La première fois que je l’ai vu, ce jeu m’avait paru magique. C’était il y a des années, aux débuts de la NES ; j’étais enfant ; c’était bien.
Il tournait sur un petit téléviseur, dans une sombre boutique d’électronique, à Bonn. Le magasin donnait directement sur le Rhin. Dans mes souvenirs, la nuit était déjà tombée, tout était noir, sauf les quelques téléviseurs en marche ; l’hiver sans doute.
Le fond noir, l’eau en bas… En y repensant le décor du jeu reproduisait celui de ma vie, au moment même où je le regardais, comme une parfaite mise en abyme ; des correspondances alchimiques se sont opérées là, qui finalement m’ont rendu ces quelques dizaines de seconde seul devant la démo de ce jeu inoubliables, uniques.
J’ai eu un coup de foudre.

Ces jours-ci, j’y ai enfin joué, à ce Mario Brothers, dans la collection Famicom Mini sur GBA, gentiment ramené par Game B du Japong. Mais pour moi, c’est comme une déception amoureuse.

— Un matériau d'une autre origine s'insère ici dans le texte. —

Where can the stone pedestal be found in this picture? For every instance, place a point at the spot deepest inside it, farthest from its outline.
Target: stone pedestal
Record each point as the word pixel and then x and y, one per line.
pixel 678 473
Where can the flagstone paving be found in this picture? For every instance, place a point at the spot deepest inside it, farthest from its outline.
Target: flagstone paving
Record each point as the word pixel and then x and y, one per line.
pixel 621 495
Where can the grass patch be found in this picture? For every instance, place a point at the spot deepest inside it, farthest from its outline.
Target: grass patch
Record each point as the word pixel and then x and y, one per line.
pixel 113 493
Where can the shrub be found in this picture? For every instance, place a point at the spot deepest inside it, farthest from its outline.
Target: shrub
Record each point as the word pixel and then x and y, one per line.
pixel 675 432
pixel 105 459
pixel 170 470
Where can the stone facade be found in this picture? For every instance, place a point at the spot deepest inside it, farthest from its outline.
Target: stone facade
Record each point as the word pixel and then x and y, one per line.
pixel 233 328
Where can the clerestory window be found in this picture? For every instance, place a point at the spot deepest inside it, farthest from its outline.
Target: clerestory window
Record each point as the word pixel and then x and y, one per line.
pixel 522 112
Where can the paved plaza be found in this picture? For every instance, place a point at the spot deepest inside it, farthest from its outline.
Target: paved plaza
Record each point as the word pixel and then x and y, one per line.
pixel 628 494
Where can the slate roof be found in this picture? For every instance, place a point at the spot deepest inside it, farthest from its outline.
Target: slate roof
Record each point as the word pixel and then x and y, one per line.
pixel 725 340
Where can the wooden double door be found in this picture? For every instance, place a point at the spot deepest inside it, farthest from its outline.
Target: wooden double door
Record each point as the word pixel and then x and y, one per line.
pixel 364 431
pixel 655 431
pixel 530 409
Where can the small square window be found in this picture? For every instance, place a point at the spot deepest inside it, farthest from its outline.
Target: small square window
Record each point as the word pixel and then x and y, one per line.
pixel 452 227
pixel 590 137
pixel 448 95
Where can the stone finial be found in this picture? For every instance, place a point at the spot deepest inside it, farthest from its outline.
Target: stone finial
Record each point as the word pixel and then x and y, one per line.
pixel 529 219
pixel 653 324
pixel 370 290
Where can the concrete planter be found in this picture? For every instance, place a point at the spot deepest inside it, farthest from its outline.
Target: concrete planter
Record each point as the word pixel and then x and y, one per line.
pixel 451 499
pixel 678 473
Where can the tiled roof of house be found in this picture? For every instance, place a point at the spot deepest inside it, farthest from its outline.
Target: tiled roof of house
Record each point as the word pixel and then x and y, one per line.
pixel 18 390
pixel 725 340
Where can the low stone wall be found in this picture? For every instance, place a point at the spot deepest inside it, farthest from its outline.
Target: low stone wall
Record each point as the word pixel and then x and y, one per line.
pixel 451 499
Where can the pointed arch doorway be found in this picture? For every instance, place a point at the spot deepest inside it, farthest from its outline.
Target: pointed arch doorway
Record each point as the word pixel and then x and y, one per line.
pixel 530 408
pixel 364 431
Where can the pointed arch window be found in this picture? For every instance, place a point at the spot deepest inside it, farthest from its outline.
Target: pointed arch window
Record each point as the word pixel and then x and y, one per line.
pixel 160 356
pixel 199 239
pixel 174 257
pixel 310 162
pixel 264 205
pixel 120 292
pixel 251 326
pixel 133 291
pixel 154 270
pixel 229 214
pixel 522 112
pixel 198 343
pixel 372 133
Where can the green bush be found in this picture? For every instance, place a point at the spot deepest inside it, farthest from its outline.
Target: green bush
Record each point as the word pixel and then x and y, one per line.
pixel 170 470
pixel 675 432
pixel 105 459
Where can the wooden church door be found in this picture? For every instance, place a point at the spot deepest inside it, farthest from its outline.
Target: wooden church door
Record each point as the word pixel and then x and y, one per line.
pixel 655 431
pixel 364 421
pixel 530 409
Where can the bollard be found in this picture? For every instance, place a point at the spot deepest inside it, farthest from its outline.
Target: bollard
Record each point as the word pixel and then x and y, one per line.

Évidemment, ce jeu je l’aimais sans le connaître. Je n’y avais même pas joué, alors cette semaine la décristallisation a été franche.
Mario, je l’imaginais vif, souple, réactif, c’est un lourdaud, lent au démarrage et qui dérape à chaque arrêt. Je le voulais bien dans sa peau, c’est un chieur psychorigide (pour sauter, il faut lui imprimer une direction avant, sinon il saute à la verticale, ce qui dans ce jeu ne sert à rien pour sauver sa peau, les plafonds étant trop bas pour éviter un ennemi de cette manière ; et une fois qu’il a sauté, pas question de changer la direction, c’est trop tard).

Pas facile non plus de revenir sur l’amour inconditionnel que je portais à Gunpei Yokoi. Comme Metroid, auquel j’ai essayé de jouer après avoir terminé la Mission zéro sur gba, Mario Bros. est un jeu poussif, triste voire oppressant. Autant le dire, pas un bon jeu.

Pourtant la déception n’est pas totale, et c’est le plus bizarre à accepter.

Emballé trois fois, cartouche bicolore comme l’originale sur Famicom. trop beau pour être vrai.

Le packaging est très soigné et le jeu lui-même, identique à mes souvenirs ; il n’a pas bougé d’une ligne, il s’est même enrichi de quelques options (mode veille, sauvegarde des high scores). Tout y est, tout ce qui a fait naître mon désir y est encore déposé, à se laisser approcher, sûr de lui et de ses effets. Mais moi je n’y suis plus. Mon regard a changé, et je me sens coupable d’avoir prêté à une apparence des propriétés qu’elle n’avait pas.
Comme si la jeune fille palpitante, fraîche, aimable et neuve de la veille, s’était révélée être une vieillle du Barry, endormie, frivole et trop fardée.